In 1718, Vivaldi became the Maestro di Capella for the governor of Mantua, where he lived for three years. Despite this new prestigious appointment, Vivaldi remained maestro for the orphanage, writing and performing 140 concerts between 1723 and 1733.
Vivaldi moved to Rome in 1722 and thus began the most prolific period in his illustrious career. During the next ten years, his genius would be recognized by the Pope, and European royalty would soon follow. He wrote a wedding cantata for France's Louis XV. He was also knighted by Emperor Charles VI and given an invitation to be the royal composer in Vienna. But Vivaldi's good fortune was about to turn.
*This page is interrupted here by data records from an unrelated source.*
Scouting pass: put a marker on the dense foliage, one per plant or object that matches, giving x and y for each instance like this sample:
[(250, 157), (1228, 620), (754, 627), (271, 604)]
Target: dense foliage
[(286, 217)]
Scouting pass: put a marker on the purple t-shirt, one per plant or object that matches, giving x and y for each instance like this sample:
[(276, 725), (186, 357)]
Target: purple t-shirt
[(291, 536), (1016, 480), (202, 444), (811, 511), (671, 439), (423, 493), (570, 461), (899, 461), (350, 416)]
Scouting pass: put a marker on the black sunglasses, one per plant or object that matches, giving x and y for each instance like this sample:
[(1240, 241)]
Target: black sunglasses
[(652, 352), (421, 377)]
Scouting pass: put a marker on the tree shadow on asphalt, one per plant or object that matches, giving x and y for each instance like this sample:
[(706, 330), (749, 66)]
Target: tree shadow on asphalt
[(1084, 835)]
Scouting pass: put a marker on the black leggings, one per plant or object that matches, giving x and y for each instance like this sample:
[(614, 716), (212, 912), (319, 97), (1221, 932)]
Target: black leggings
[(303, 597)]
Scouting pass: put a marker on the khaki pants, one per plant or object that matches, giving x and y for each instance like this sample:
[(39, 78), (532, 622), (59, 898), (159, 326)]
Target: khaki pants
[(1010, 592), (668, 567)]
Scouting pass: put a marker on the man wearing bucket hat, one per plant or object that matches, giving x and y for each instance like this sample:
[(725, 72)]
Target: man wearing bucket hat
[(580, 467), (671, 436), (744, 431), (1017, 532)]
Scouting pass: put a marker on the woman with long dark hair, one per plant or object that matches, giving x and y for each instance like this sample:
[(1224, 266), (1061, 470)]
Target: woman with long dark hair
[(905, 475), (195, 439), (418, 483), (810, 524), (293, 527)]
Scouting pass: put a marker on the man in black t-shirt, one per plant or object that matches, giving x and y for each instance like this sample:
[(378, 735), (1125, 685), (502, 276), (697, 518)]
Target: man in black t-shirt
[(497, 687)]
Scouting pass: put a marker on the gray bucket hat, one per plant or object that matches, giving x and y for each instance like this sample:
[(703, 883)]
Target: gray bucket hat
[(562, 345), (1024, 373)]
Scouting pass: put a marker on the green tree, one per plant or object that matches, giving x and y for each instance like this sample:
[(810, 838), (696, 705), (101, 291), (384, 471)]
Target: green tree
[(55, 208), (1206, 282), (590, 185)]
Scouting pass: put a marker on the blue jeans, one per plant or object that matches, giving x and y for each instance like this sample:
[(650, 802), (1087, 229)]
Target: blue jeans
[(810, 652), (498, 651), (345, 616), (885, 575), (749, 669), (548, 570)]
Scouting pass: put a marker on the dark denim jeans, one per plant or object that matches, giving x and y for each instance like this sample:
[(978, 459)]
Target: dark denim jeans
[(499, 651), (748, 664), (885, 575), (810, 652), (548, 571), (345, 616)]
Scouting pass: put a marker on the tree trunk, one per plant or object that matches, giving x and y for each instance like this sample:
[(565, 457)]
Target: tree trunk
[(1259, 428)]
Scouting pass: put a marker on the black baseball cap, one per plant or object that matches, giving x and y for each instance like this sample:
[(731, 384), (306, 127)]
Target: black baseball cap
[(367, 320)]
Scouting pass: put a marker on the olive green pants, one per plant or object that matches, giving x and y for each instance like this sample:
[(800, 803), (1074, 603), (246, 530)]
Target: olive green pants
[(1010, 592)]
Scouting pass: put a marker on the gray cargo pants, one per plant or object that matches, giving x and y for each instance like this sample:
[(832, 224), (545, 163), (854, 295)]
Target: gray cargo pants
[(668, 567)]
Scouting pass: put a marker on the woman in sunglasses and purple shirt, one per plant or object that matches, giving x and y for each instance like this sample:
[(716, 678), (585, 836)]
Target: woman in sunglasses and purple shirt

Like pop stars and rap artists of today, the music-audience in Europe was very fickle. While Vivaldi's work was embraced for a time, his period of popularity was relatively short. Vivaldi would end up dying a pauper, penniless, in the house of a namelss widow where he was renting a room. He was buried in a simple grave. One of the greatest composers on the planet was only given a pauper's peal of bells at his funeral. Remarkably, Vivaldi's work became shadowed over the centuries, only revived in the 20th century by Fritz Kreisler (a Jewish-born Austrian virtuoso and composer who later converted to Catholicism at the age of 12 because of anti-Semitic leanings in Austria; Kreisler immigrated to the United States during World War II), who wrote a piece in Vivaldi's style, claiming it to be original to Vivaldi. When the piece became popular, other artists, including Ezra Pound, brought Vivaldi's music back to life...after more than 200 years.
Vivaldi's most famous work, his series of violin concerti called The Four Seasons, plays as I write this. It is sweet, pastoral but also has an underlying sadness that sings to me even in my sleep. The sadness is belied by hope...a hope in a natural serendipity or perhaps even, God, that Vivaldi was experiencing at the time. Expressing this through the context of four seasons represented primarily through the violin, the savior of Vivaldi's childhood, makes it all the more compelling. And so does the fact that Vivaldi composed more than 500 works in his lifetime, including 40 operas. That kind of talent sat in the open hand of Europe, which, after losing interest, swiftly crushed the composer's work and life. As I listen, carefully, I believe Vivaldi foresaw his sad future. He knew his window of success was to be brief, like the fleeting seasons of spring and summer. But even in Vivaldi's fall and final winter, there is a quickening faith and hope that though he was to end, as we all must, his work would somehow endure. Even after being buried for more than 200 years.